Cars were never very popular in Russia, be it capitalist or communist.

It wasn't until the automobile became faster than the horse (probably around 1918) that it became a practical means of transportation in such a vast country. By then, the tsar was dead.

Another impediment - Russian roads (rural and urban) were covered with snow for almost 5 months of the year for sleighs. So cars could only be used for 7 months a year. And snowmobiles weren't invented yet.

SecondComingOfBast said...

I'm glad Ren finally posted a new article so we can move on from this nonsensical "debate". The most advanced thing in Czarist Russia might well have been cases of syphilis upper class women got from Rasputin.

sonia said...

Pagan,

----------------------------
we can move on from this nonsensical "debate".
----------------------------

Translation from hillbilly: we can move on from this debate that makes me look like an ignorant bluegrass country bumpkin whose total knowledge of Russia could be squeezed inside a Kentucky Derby's midget jockey's ass.

Daniel Hoffmann-Gill said...

"that makes me look like an ignorant bluegrass country bumpkin whose total knowledge of Russia could be squeezed inside a Kentucky Derby's midget jockey's ass."

Heh.

Comedy gold.

SecondComingOfBast said...

Russia was a backwards country under the Czar.
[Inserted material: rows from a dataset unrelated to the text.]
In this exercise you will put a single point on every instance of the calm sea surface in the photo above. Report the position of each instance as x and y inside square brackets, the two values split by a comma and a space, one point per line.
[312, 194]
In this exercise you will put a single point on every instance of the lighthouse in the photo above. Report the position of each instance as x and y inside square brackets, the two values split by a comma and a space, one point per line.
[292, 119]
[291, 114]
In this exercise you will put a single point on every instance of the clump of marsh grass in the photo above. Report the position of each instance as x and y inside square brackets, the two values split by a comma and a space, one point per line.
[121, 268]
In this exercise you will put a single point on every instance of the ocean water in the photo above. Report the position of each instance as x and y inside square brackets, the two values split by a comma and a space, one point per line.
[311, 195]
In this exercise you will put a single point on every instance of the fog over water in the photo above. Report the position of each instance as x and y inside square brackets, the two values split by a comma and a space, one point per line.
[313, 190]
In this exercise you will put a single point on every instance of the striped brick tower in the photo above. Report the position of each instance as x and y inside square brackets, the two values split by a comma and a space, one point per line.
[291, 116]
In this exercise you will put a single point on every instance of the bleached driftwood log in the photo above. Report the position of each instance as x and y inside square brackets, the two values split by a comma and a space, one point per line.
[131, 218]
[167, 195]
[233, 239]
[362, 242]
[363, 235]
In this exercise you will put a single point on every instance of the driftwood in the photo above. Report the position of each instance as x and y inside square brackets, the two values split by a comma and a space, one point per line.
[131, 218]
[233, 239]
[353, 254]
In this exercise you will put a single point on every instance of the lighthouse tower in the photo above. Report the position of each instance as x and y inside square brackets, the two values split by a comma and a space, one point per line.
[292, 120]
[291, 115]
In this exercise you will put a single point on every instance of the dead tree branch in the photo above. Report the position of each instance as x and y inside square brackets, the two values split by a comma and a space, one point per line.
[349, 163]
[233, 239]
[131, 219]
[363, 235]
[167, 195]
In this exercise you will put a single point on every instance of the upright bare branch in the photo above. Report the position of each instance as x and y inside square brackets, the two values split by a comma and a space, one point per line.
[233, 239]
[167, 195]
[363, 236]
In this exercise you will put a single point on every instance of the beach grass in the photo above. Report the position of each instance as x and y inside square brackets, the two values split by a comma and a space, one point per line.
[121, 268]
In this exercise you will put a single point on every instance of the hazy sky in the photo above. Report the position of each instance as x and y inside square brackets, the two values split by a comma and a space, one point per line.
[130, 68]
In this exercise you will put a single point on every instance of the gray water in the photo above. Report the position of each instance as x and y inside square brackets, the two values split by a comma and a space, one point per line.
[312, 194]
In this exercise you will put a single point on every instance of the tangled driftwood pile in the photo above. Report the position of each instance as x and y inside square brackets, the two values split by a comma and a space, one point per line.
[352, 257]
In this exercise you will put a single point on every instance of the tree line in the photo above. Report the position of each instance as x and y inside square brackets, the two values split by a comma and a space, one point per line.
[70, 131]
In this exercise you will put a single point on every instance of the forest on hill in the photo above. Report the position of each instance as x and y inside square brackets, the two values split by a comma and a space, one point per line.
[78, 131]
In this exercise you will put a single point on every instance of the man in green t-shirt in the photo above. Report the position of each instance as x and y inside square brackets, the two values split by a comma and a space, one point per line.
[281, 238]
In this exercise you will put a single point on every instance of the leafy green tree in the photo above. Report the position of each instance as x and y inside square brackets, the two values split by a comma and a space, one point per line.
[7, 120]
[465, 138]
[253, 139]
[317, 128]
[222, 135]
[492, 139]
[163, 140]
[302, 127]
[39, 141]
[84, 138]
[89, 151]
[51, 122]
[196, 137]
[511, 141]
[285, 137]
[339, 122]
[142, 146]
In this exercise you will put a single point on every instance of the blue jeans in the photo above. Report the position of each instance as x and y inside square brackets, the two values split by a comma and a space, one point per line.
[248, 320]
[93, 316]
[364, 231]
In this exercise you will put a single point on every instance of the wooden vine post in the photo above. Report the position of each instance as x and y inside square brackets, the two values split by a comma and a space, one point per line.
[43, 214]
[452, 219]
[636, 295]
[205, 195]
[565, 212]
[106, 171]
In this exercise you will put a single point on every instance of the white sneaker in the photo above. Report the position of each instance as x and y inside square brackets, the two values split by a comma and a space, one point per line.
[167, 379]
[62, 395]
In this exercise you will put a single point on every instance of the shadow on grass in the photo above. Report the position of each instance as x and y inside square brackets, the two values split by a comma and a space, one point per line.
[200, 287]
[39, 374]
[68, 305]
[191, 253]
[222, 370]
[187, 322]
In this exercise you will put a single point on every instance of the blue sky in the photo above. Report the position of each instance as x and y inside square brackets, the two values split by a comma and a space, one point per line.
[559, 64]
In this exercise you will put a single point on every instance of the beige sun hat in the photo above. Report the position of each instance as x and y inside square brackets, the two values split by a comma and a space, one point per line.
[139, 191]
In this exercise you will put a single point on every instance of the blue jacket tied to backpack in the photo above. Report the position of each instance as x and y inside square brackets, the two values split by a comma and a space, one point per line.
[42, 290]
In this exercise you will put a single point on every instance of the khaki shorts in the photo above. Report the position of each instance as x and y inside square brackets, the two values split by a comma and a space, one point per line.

What Lenin tried to do, the way he tried to do it, would never get off the ground in an advanced nation. In the US, Europe, and Canada, they try a different tactic, trying to talk people into giving up their freedom for some perception of material advancement and equality.

In Czarist Russia, it was a lot easier to get them to fall for it, because most people had very little in the way of material comfort. They were taught to accept life the way it was. The church and nobility worked hand in hand to keep the people backward. And that's what Russia stayed for the vast majority of people-a backward, undeveloped nation of ignorant, superstitious people.

If you made any advancement in Russia during the Czar's time, you had to be able to entertain Rasputin. You had to sleep with him, or get drunk with him, or be able to play a mean fiddle. Do that and he would get you a cushy appointment, or a contract or a business license, etc. If you let your wife sleep with him, you might even get to be what passed for rich.

Really, Sonia, how advanced could they be? Rasputin was popular because people were ignorant and uneducated. He achieved power and status because the Czarina, who he obviously fucked, and probably her daughters as well, and maybe even her son, were all ignorant bumpkins, just like the people they lorded it over.

Shit like that doesn't happen in an advanced society, but it might well happen in a backwards society where the wealthiest classes are able to hide under a thin veneer of civilization and lord it over the common people by keeping them ignorant and uneducated, and encouraging their supersitions.

Rasputin was a mirror of the basic soul of the average Russia of all classes at the time-their intellect and their culture was corrupt and barbaric. There was nothing advanced about them. They were an ignorant, superstitious lot, barely civilized. That's not my fault, nor can you blame anybody for wanting to go beyond that kind of ignorance.

Even their farming methods was probably decades behind most other countries, even smaller ones. And that was the main way most people made their living.

Free market society? Yeah, right it was free, sure-free of any kind of hope or opportunity for any kind of what would pass for a decent life for the vast majority of people.

sonia said...

Pagan,

----------------------------------
a backwards country

most people had very little in the way of material comfort

to keep the people backward.

a backward, undeveloped nation of ignorant, superstitious people

ignorant bumpkins

keeping them ignorant and uneducated, and encouraging their supersitions.

their culture was corrupt and barbaric

decades behind most other countries
-------------------------------

Does it hurt your feelings when a sophisticated New York liberal intellectual says those things about Kentucky and other hillbilly states ?

If it doesn't hurt, I will try to follow your example. If it does hurt, you know exactly how I feel.

SecondComingOfBast said...

WTF? How the hell old are you anyway, Sonia? Are you 10 years old, or 100?